More Charter Customers Paying Controversial Broadcast Fee

Cable companies including Charter (NASDAQ: CHTR) and Comcast (NASDAQ: CMCSA) use fees as a way to charge customers more than the advertised price. These are not government-mandated taxes. Instead, they are fees people must pay in order to get the service they thought they were getting for the advertised price.

Imagine, for example, if a fast-food chain ran ads for a cheeseburger, fries, and a soda selling for $3.99 (plus any applicable taxes) but when you went to pay for the deal, they tacked on a $1 packaging fee, $0.50 in order-taking fees, and a $0.75 meat-placement fee. People would be outraged, they wouldn't pay it, and they would take their business to a restaurant that charges the price it advertises.

Cable, partly because people are simply used to their bills being higher than the advertised price, and in part because many people have limited choice, has long gotten away with exactly that type of pricing.

These fees take a lot of forms, but the most egregious one may be the "Broadcast TV Fee" that Charter and Comcast tack onto many customers' bills. This fee, which varies from around $3 to about $6 a month, passes on the cost of what the cable companies pay local channels in order to rebroadcast their signals.

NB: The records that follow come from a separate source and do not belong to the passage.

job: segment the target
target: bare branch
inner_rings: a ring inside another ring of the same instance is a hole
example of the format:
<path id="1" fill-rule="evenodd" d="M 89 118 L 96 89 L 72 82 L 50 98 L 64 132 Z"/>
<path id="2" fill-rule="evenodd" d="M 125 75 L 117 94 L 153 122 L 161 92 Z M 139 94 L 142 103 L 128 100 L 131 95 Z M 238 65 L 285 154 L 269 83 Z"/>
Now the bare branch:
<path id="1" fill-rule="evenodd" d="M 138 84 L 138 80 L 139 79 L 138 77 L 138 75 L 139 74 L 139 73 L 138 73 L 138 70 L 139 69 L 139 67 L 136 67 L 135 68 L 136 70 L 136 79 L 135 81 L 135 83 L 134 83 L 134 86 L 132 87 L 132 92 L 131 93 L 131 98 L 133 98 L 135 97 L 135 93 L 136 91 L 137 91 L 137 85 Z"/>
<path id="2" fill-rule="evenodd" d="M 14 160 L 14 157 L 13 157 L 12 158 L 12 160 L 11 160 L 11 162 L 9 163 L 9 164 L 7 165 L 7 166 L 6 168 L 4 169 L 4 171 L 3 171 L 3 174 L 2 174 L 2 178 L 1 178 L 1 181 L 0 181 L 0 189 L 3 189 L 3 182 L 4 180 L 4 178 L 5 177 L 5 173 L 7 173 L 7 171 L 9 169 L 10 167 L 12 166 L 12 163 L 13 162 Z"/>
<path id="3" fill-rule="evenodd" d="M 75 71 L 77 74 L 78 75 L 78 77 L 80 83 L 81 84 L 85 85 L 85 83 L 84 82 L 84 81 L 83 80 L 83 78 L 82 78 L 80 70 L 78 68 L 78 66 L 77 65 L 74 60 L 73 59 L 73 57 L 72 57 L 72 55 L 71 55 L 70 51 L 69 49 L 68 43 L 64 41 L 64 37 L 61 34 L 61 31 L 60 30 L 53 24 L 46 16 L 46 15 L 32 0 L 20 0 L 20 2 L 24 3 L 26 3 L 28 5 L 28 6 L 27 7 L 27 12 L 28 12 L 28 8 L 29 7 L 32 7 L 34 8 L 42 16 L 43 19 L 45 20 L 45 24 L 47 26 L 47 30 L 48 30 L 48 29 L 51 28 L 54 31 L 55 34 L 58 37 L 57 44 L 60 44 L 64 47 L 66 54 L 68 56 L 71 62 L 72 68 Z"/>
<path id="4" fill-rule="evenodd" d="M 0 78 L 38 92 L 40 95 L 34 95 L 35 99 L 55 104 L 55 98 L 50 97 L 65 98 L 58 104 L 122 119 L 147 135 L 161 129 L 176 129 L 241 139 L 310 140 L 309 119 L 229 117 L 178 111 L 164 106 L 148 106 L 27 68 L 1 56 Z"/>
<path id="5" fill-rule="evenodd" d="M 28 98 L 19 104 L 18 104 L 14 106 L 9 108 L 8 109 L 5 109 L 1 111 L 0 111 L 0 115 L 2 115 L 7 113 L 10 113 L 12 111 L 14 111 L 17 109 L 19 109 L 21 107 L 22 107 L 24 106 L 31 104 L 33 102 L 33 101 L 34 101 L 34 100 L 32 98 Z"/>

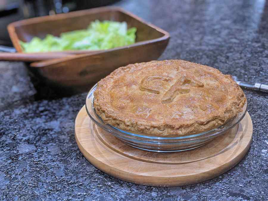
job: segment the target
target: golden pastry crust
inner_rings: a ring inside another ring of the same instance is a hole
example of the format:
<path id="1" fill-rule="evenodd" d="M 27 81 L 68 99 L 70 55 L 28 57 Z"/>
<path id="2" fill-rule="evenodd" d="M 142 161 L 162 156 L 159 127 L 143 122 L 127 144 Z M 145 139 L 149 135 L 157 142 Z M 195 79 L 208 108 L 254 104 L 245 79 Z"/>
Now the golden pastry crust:
<path id="1" fill-rule="evenodd" d="M 98 82 L 94 107 L 106 123 L 159 136 L 198 133 L 242 111 L 246 98 L 231 76 L 182 60 L 116 70 Z"/>

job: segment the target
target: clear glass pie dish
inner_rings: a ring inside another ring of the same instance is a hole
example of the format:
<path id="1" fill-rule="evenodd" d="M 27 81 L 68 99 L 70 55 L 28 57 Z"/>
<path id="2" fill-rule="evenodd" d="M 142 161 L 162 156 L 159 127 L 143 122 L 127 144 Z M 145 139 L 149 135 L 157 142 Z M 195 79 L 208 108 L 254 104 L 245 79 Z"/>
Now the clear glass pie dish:
<path id="1" fill-rule="evenodd" d="M 126 131 L 105 124 L 96 113 L 94 107 L 94 92 L 96 89 L 97 85 L 95 85 L 90 90 L 86 101 L 87 112 L 91 120 L 97 126 L 124 143 L 130 146 L 148 151 L 176 152 L 200 147 L 233 128 L 242 120 L 247 112 L 247 102 L 246 102 L 243 107 L 243 111 L 224 124 L 204 132 L 183 136 L 162 137 L 151 134 Z"/>

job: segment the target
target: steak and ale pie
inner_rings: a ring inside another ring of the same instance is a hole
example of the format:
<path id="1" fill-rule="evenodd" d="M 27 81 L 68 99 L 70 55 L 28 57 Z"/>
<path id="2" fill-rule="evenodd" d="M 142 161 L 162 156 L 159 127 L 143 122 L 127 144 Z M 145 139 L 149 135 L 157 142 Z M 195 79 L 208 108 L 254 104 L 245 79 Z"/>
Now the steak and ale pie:
<path id="1" fill-rule="evenodd" d="M 105 122 L 158 136 L 198 133 L 242 111 L 243 91 L 229 75 L 177 60 L 130 64 L 99 81 L 94 107 Z"/>

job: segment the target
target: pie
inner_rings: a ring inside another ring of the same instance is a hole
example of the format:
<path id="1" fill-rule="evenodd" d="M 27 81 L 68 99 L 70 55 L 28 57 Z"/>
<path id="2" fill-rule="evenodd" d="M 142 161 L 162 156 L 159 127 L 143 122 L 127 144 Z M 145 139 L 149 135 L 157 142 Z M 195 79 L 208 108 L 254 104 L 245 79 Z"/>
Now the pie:
<path id="1" fill-rule="evenodd" d="M 98 83 L 96 113 L 119 129 L 158 136 L 198 133 L 222 125 L 246 101 L 229 75 L 179 60 L 119 68 Z"/>

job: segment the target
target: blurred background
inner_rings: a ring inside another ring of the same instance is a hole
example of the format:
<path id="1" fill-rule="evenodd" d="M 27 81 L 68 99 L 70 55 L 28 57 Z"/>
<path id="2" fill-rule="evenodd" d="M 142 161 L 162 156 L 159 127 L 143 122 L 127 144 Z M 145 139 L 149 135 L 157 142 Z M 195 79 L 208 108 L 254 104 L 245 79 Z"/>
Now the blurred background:
<path id="1" fill-rule="evenodd" d="M 12 46 L 7 26 L 20 20 L 109 5 L 119 0 L 0 0 L 0 45 Z M 4 27 L 4 28 L 3 28 Z"/>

People don't have the option of declining the fee, or even dropping the local channels, and now Charter, which recently bought Time Warner Cable and Bright House Media, has started to add the controversial fee to the bills of some of its new subscribers.

Some cable companies use fees as a way to inflate bills. Image source: Getty Images.

What is happening?

Charter customers in some Massachusetts territories it bought from Time Warner Cable have received notices that they will be paying a Broadcast TV fee, reported. The cable company notified customers they would be paying a $4.47 "local broadcast TV surcharge" beginning in February. Comcast has been charging a similar fee to its Massachusetts customers since 2014, according to the local news website.

Why is Charter doing this?

Adding a fee lets the company collect more money without raising advertised prices. It also might confuse some customers who think the government imposes the fee or that it's somehow out of the company's control.

Charter has been sued over this practice, according to Consumerist. The lawsuit, filed in November 2016, comes from a former Time Warner Cable customer who accuses Charter of "engaging in a massive illegal scheme of falsely advertising and promising its cable television service plans for much lower prices than it actually charges." The lawsuit [opens in PDF] does not seek any monetary damages, merely an end to the practice.

Charter made a statement to Consumerist trying to justify the two fees named in the lawsuit -- the Broadcast TV Fee and the Regional Sports Fee -- mostly by listing the fees some rivals use that it does not.

"Our customer friendly approach includes simplified pricing and packaging with no data caps, no modem fee, no early termination fee and no separate USF [Universal Service Fund] fee," Charter said. "We provide simple to understand bills and want our customers to understand what they are paying for, including the skyrocketing cost of broadcast channels."

Comcast also faces similar lawsuits over this practice. There have also been congressional hearings on the topic, but no actions came from them.

What happens next?

Unless the courts step in, probably nothing will happen. It's unlikely that a Republican-controlled Congress or a right-leaning Federal Communications Commission (FCC) will force cable companies to be up-front with customers about their bill.

There is little incentive for Comcast or Charter to change this behavior. Not all customers pay these extra fees. In some markets they have not been implemented (at least not yet) and there are some promotional deals that do not include them. But many of Comcast's over 22 million cable subscribers and a large amount of Charter's 17 million pay them in amounts that can reach $10 a month.

The only way either company is likely to kill this cash cow would be if customers got angry. That has not happened to any widespread degree, so unless one of these legal challenges succeeds, it seems likely that fees will remain a part of most cable bills. That's great for Comcast and Charter, at least in the short term, but bad for the cable-buying public.